It’s not clear where things are headed in Congress on the so-called China bill, otherwise known as the America COMPETES Act.
The House and Senate have each passed their own versions and appointed more than 60 congressmen and senators to work out a compromise. Where they come out ultimately is anyone’s guess.
Both bills have so little to do with China that the best outcome would be tossing out the whole thing and starting over next year.
Given the possibility that the conferees will power through, however, it’s worth commenting on one of the two bills’ provisions that will, in fact, seriously affect America’s competitive position vis-a-vis China; namely, those focused on trade.
The way the U.S. interacts with the world through its trade policy is central to its competition with China. You can’t beat something with nothing.
Americans can complain about the economic relationships that friends and allies are building with China. They can try to shame them over China’s abysmal human rights record or scare them about its strategic intentions.
None of that is going to work.
The U.S. has to offer these countries a viable, attractive alternative package of benefits. Now, that doesn’t mean just giving them whatever they want. It has never meant that.
Anyone who thinks American trade negotiators have been pushovers hasn’t talked to anyone who’s been on the other side of the table from them. The U.S. gains immensely and concretely from the trade arrangements previous presidents put them in charge of negotiating.
But since the U.S. is in a sort of hiatus on trade right now—apparently waiting for China to get so far ahead of it in inking trade agreements that Washington will ultimately be forced back into the game—the least Congress can do is refrain from hobbling our own economy and the value it offers the world.
Neither the House nor Senate versions of the America COMPETES Act is perfect on trade, but the House version is terrible. Among other things, it removes from the Anti-dumping and Countervailing Duties process restraints that prevent it from becoming fully a tool of crony capitalists seeking unfair protections from foreign competition.
Overreach like this may be good for well-lawyered companies. It’s not good for the Americans who will pay the price.
China is already subject to more Anti-dumping and Countervailing Duties orders than any other country, by far. The U.S. imports virtually no steel from China as a result of the American steel industry’s appeals to current law.
This is not about China. It’s about blocking imports from other countries just as effectively as has been done with Chinese-made steel.
Another provision of the House COMPETES bill removes de minimis values on imports from countries that don’t make the grade as “market economies” and don’t sufficiently protect intellectual property. Sure, that will get at Chinese imports—$800 at a time. (No, that’s not missing any zeros.)
Ultimately, however, it could impact Americans, especially small businesses, importing from other countries, too. And it will increase the cost of processing goods at the border with no added benefit to U.S. security.
Then there are the provisions in the bill widely called “reverse CFIUS.” This section, authored by House Appropriations Committee Chairwoman Rosa DeLauro, D-Conn., is called that because like the Committee on Foreign Investment in the United States, it covers investment.

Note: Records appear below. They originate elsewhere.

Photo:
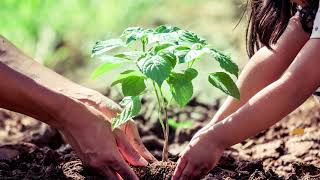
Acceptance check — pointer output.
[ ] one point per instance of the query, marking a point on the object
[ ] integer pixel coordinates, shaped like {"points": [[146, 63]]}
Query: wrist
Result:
{"points": [[218, 138]]}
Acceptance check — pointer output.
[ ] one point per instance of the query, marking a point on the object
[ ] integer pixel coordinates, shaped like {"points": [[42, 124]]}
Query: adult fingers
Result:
{"points": [[199, 172], [131, 130], [122, 168], [181, 164], [107, 172], [187, 172], [127, 151]]}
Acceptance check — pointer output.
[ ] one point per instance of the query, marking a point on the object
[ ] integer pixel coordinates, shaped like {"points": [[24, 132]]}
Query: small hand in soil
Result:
{"points": [[200, 156]]}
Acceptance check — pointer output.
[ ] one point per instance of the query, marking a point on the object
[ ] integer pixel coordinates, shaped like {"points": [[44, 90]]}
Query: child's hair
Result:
{"points": [[269, 18]]}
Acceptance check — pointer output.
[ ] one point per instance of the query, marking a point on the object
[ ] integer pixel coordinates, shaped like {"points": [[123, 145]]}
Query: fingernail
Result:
{"points": [[143, 161]]}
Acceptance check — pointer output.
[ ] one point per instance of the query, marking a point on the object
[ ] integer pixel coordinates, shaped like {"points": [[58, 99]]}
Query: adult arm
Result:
{"points": [[81, 114]]}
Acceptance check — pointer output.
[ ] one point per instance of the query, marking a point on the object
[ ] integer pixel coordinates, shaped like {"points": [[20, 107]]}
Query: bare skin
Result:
{"points": [[81, 114], [271, 82]]}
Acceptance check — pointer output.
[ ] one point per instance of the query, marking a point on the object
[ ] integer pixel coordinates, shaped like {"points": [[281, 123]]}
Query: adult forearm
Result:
{"points": [[26, 86], [21, 63]]}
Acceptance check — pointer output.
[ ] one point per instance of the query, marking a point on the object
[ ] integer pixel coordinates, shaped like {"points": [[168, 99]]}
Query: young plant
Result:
{"points": [[162, 50]]}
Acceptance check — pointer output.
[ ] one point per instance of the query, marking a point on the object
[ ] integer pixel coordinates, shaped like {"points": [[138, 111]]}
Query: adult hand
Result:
{"points": [[128, 131], [87, 127], [200, 156]]}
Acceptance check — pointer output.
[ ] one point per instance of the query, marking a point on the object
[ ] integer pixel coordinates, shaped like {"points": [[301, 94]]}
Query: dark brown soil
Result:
{"points": [[157, 171], [32, 150]]}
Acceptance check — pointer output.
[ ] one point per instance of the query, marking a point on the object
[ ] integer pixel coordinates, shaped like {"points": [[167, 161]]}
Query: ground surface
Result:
{"points": [[32, 150]]}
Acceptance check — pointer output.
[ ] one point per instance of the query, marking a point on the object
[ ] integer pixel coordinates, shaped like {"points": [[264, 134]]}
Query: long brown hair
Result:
{"points": [[269, 18]]}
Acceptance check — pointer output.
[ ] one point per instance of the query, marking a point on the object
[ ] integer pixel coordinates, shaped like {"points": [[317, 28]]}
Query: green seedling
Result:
{"points": [[156, 55], [183, 124]]}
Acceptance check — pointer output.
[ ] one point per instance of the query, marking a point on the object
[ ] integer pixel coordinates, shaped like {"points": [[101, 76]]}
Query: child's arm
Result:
{"points": [[265, 67], [263, 110]]}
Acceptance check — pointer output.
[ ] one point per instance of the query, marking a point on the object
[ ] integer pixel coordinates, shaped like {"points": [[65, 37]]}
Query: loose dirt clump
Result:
{"points": [[32, 150]]}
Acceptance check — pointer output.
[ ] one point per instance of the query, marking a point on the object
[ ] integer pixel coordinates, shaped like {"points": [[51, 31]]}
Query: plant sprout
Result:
{"points": [[161, 51]]}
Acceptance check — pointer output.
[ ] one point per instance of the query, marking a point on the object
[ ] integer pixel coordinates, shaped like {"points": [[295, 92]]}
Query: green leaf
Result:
{"points": [[191, 74], [223, 81], [183, 124], [192, 55], [166, 29], [132, 55], [132, 82], [181, 86], [111, 59], [125, 75], [133, 85], [170, 58], [163, 38], [190, 37], [104, 68], [161, 47], [225, 62], [104, 46], [131, 108], [134, 33], [156, 68]]}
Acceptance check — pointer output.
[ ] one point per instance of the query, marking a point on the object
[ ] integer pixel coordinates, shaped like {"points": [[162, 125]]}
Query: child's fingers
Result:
{"points": [[181, 164]]}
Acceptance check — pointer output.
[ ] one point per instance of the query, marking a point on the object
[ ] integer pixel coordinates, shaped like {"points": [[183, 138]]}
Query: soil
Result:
{"points": [[32, 150]]}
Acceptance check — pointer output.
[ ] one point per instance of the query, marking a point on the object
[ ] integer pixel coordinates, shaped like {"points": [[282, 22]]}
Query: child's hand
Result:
{"points": [[201, 155]]}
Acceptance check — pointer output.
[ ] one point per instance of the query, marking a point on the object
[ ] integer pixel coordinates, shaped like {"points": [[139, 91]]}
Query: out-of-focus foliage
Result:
{"points": [[61, 33], [41, 27]]}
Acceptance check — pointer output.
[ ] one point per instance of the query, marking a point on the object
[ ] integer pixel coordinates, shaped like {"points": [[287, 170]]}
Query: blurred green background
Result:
{"points": [[61, 33]]}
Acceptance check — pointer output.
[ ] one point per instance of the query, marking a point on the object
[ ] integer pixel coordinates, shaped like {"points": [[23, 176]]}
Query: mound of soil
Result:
{"points": [[32, 150]]}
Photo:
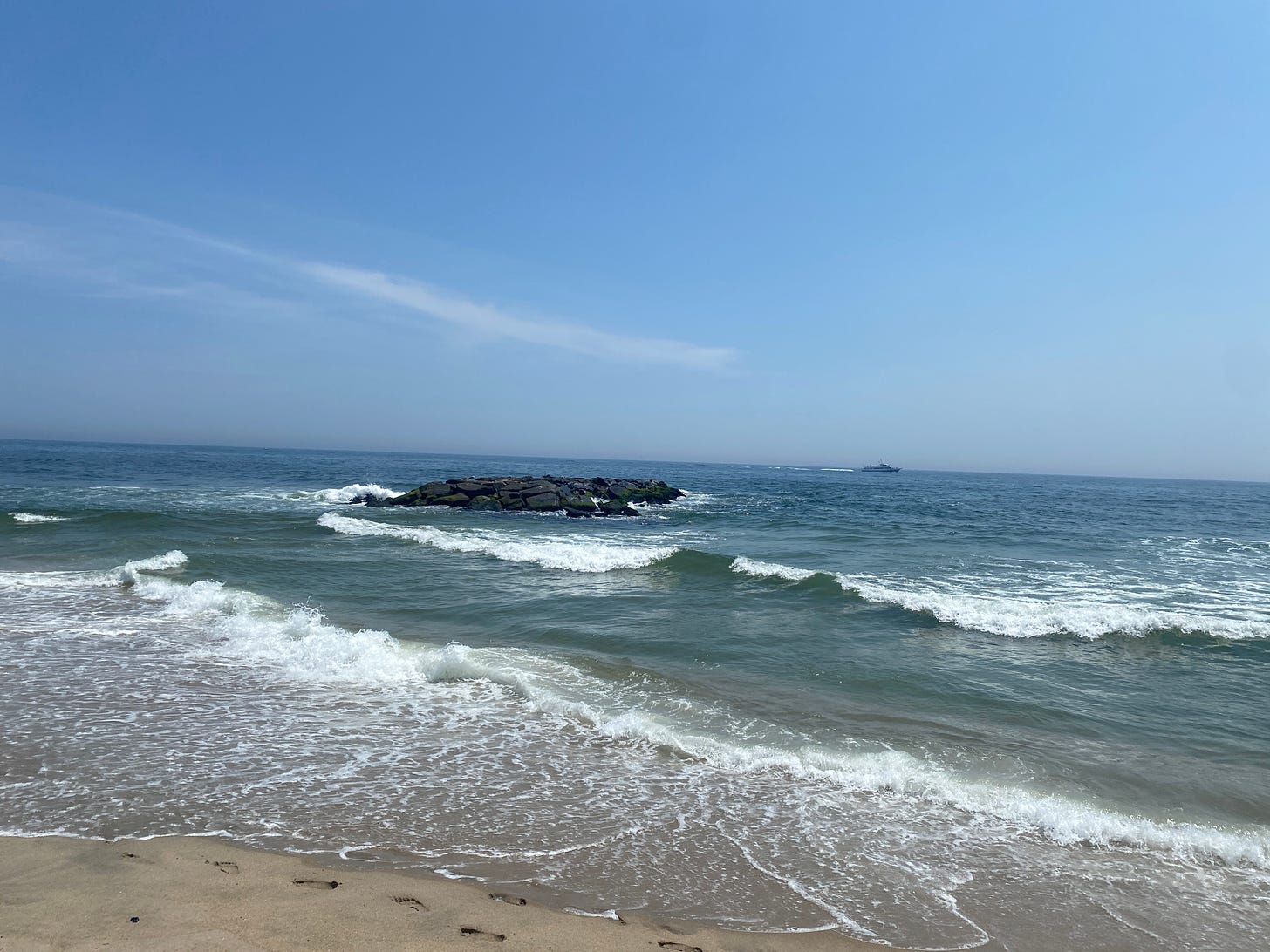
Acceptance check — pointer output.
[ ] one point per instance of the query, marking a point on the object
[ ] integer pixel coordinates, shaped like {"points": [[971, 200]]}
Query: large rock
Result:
{"points": [[576, 495]]}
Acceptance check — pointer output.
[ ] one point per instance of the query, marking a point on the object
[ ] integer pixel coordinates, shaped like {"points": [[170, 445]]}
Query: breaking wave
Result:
{"points": [[35, 518], [570, 555], [297, 643], [1015, 615], [345, 494]]}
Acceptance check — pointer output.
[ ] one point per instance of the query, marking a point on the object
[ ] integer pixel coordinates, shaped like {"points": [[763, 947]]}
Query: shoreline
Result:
{"points": [[187, 893]]}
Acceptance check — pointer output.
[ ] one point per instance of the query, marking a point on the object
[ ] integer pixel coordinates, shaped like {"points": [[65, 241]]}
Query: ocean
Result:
{"points": [[933, 710]]}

As opposed to guarding against incoming investment that may compromise American security, “reverse CFIUS” would screen outbound investment. And it would do so, not for discrete impacts on U.S. security interests, which there is a case for, but where such investment could result in “risk to a national critical capability.”
The bill tries to give some definition to this phrase, but it’s still so broad as to constitute a sort of capital control, the likes of which China imposes on its people, but the U.S. has always refrained from, to its great advantage.
Finally, the House COMPETES Act reauthorizes wasteful, ineffectual Trade Adjustment Assistance, a program that, by the way, has historically been reauthorized only because supporters hold new free trade agreements “hostage” to it.
The problem is, given Washington’s current gloomy disposition on trade, no free trade agreement, nor even the authority to negotiate one, is on the horizon. COMPETES is the new leverage point, or hostage, for Trade Adjustment Assistance supporters. Only in this case, the nation would be much better off if Congress shot the hostage.
Both the House and Senate legislative packages include the Miscellaneous Tariff Bill and the Generalized System of Preferences, two programs that provide duty-free treatment of imports in select areas of little to no competitive interest to the U.S., except in providing low-cost inputs to American manufacturing.
Both bills, however, add new stipulations around environmental and human rights standards. The House version does likewise on labor standards and adds “finished goods” to the products ineligible for Miscellaneous Tariff Bill treatment.
Prohibiting new imports by tightening access to these programs would only hurt the American economy, contribute to inflation at home, and make it harder for us to make friends abroad.
The U.S. is not going to win this global fight with China through increased regulation and government spending. We need to do just the opposite, unleash the American market, and use its extraordinary appeal to counter whatever China can offer.
Congress would do best to start over and craft something to do that.